Overall the report shows the importance of government spending in the industry, much of it on public projects like schools, roads, subways a total the NYBC says will reach $15.5 billion in 2009, up from $15 billion in 2008. Slightly sobering, the report predicts a slight drop to $14.7 billion 2010 and $14.3 billion in 2011.

Anderson told the builder-filled room that “the best jobs program in the city is an investment in the capital program.” He also said that despite the downturn, the city’s capital program was holding up.

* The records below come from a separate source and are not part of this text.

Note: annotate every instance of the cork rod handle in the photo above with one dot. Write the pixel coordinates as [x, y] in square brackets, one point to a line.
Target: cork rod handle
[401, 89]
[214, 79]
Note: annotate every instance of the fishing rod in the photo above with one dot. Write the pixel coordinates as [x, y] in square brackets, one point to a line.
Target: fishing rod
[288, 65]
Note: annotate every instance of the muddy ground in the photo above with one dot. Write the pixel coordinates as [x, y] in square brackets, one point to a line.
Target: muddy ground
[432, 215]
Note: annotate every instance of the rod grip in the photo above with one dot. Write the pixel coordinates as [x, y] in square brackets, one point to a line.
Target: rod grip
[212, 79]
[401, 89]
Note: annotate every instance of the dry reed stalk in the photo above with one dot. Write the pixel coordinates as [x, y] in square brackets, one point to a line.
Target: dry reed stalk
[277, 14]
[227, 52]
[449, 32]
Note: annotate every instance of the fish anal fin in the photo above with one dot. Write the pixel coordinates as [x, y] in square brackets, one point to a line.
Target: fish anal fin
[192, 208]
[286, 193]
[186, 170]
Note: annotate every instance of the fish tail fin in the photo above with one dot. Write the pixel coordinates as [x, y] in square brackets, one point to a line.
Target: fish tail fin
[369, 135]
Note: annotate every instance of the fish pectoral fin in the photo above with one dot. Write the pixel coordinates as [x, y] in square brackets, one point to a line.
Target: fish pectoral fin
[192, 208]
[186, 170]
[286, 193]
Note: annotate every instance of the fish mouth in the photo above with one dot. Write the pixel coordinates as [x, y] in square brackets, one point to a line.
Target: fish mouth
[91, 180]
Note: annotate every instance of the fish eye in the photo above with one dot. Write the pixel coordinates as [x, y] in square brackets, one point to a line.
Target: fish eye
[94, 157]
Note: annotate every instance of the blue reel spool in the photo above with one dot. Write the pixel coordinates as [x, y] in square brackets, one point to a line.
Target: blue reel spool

Despite the initial 20% spending dip, employment in the sector will probably only decline around 8.3% to around 119,000 this year. Anderson attributed that to cost-saving measures on work sites across the city. The same report predicted around 116,000 jobs in 2010 and 120,000 jobs in 2011.<P.When Pinsky got on stage, he reminded the room of the dark days last November, what he called a "perfect storm squared," and then, despite those subsequently threatening clouds, he said the city had managed to pull off a "stunning success."

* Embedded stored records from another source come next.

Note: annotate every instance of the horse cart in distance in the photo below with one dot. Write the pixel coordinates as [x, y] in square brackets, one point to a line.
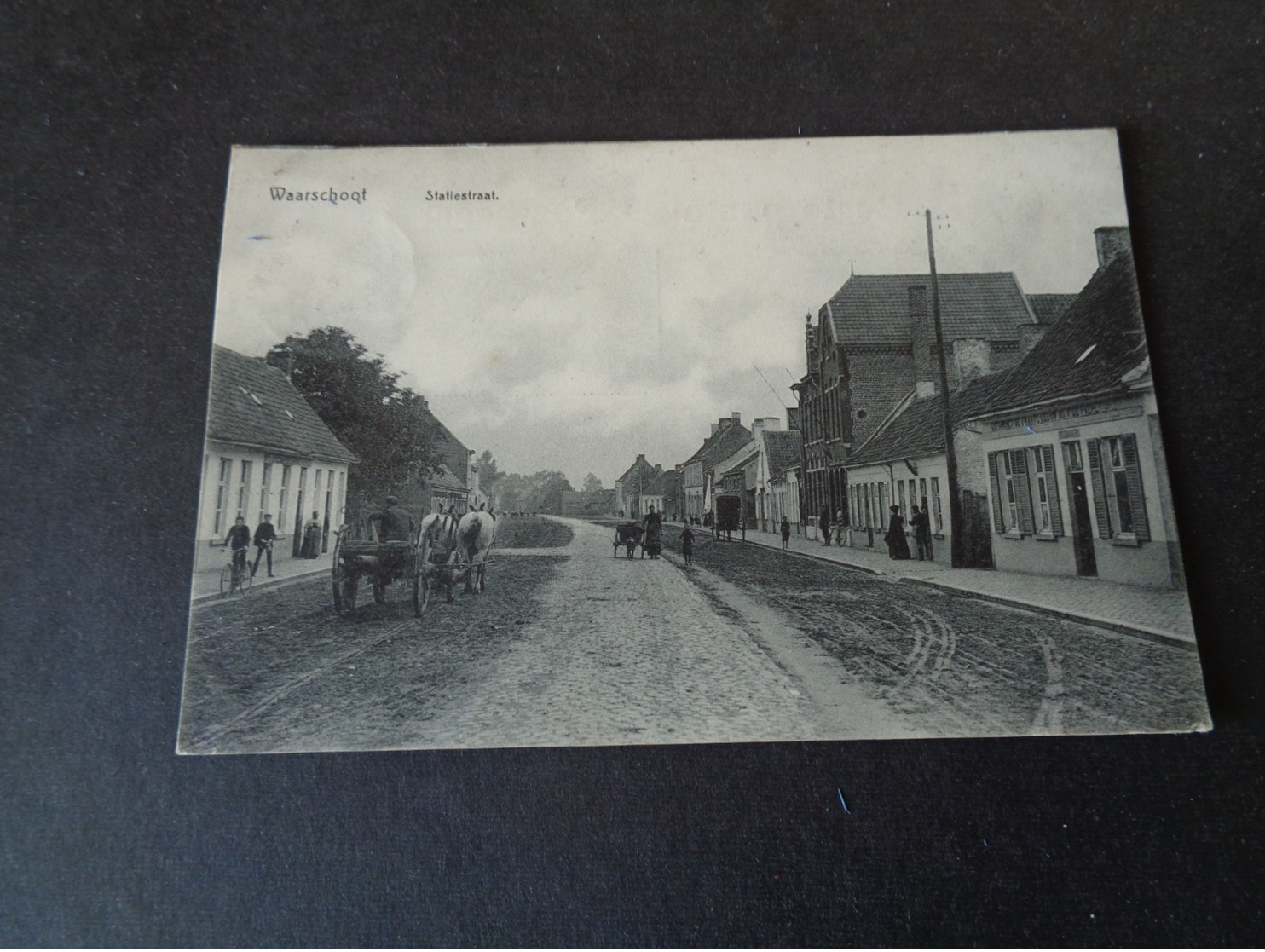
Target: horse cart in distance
[629, 538]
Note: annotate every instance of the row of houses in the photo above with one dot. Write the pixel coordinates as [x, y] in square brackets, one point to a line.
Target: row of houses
[269, 453]
[1060, 462]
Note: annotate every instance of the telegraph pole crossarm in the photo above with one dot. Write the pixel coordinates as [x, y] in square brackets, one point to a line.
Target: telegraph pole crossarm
[956, 526]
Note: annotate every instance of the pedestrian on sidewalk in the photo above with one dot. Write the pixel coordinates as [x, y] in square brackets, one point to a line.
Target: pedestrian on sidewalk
[311, 539]
[264, 534]
[921, 525]
[897, 545]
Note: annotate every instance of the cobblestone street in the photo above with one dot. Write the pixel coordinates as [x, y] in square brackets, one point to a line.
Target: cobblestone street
[571, 646]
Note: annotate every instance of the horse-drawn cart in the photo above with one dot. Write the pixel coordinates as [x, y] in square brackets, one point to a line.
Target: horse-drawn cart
[627, 536]
[365, 559]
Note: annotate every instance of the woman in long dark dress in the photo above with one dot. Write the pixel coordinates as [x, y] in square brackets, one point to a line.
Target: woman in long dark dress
[897, 545]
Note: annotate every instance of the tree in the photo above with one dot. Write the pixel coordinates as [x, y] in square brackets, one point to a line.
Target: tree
[387, 426]
[488, 470]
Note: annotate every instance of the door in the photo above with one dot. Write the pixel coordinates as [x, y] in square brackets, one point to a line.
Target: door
[1082, 530]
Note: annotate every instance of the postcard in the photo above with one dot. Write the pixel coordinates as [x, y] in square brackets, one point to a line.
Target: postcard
[682, 442]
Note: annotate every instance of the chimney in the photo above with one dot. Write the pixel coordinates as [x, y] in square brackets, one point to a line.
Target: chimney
[1111, 240]
[970, 360]
[922, 332]
[1029, 335]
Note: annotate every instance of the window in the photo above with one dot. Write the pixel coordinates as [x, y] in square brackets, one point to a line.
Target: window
[1009, 499]
[935, 505]
[284, 499]
[1012, 494]
[264, 488]
[1042, 491]
[245, 488]
[222, 496]
[1120, 502]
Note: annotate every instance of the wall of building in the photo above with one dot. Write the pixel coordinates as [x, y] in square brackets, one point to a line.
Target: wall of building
[1140, 563]
[271, 483]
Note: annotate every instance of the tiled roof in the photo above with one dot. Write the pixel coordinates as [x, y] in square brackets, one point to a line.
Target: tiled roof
[742, 465]
[256, 405]
[725, 444]
[1098, 340]
[1048, 308]
[875, 309]
[919, 429]
[783, 447]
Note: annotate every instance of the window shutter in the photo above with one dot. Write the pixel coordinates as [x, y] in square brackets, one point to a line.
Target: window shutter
[1136, 499]
[1022, 491]
[1095, 475]
[1051, 489]
[998, 522]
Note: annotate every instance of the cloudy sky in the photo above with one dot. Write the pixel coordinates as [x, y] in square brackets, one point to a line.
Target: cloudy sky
[615, 298]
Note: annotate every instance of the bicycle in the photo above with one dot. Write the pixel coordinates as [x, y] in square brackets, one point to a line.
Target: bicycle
[235, 577]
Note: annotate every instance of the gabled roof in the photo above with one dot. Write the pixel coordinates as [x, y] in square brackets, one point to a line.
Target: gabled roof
[919, 429]
[666, 484]
[875, 309]
[742, 467]
[783, 449]
[1048, 309]
[256, 405]
[1095, 343]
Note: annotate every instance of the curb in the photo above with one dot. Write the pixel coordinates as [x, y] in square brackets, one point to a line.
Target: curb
[264, 586]
[1157, 635]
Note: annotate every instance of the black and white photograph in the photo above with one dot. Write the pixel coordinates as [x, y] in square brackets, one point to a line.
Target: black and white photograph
[682, 442]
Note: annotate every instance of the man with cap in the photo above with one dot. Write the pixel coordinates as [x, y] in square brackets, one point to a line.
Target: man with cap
[263, 536]
[395, 523]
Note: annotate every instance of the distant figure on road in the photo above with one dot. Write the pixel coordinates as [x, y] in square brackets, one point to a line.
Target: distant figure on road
[897, 545]
[311, 539]
[264, 534]
[921, 525]
[687, 545]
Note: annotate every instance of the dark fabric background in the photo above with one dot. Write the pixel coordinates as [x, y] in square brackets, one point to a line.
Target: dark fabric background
[118, 119]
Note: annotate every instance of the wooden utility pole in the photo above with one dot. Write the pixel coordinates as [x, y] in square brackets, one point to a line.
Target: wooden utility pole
[956, 528]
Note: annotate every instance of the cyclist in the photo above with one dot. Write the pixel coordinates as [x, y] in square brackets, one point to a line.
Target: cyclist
[238, 540]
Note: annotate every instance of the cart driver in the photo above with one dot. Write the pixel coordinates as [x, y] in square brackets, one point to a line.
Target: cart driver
[394, 522]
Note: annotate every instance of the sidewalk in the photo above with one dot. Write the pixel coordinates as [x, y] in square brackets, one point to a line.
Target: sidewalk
[206, 582]
[1162, 614]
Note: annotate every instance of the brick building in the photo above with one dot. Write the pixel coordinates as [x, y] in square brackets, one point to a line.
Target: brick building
[1076, 470]
[267, 453]
[873, 347]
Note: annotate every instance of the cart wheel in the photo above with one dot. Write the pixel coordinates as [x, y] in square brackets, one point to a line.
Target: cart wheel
[421, 577]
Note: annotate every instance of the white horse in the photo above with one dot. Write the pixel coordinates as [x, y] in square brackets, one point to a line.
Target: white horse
[476, 534]
[442, 530]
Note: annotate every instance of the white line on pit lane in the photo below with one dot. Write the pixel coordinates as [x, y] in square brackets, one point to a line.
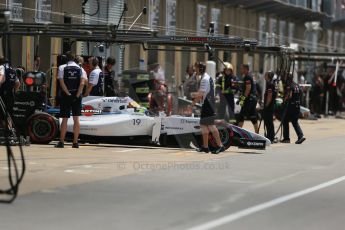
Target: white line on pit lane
[125, 150]
[257, 208]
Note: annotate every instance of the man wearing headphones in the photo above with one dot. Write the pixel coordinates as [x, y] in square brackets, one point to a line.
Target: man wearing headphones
[206, 96]
[225, 87]
[248, 99]
[269, 101]
[96, 80]
[292, 95]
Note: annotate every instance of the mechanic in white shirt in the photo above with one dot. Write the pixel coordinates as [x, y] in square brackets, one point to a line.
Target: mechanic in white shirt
[206, 96]
[96, 80]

Pointing out that around 46% of the building industry’s spending came from government in ‘08, he said the figure would be closer to 60% this year. Hoping to foster the city’s economic diversity cred, Pinsky said the department’s goal included cultivation of the industrial sector, as well as bio-tech and an emerging green sector.

Looking forward, Pinsky urged the group to look back to the Great Depression of the 1930s. “Forward-thinking projects like Rockefeller Center, and the Empire State Building, were all constructed during the Great Depression,” he said.

He said a large portion of today’s office space was out of date. And when the times do improve, modern companies will be seeking modern, in most cases, green office space.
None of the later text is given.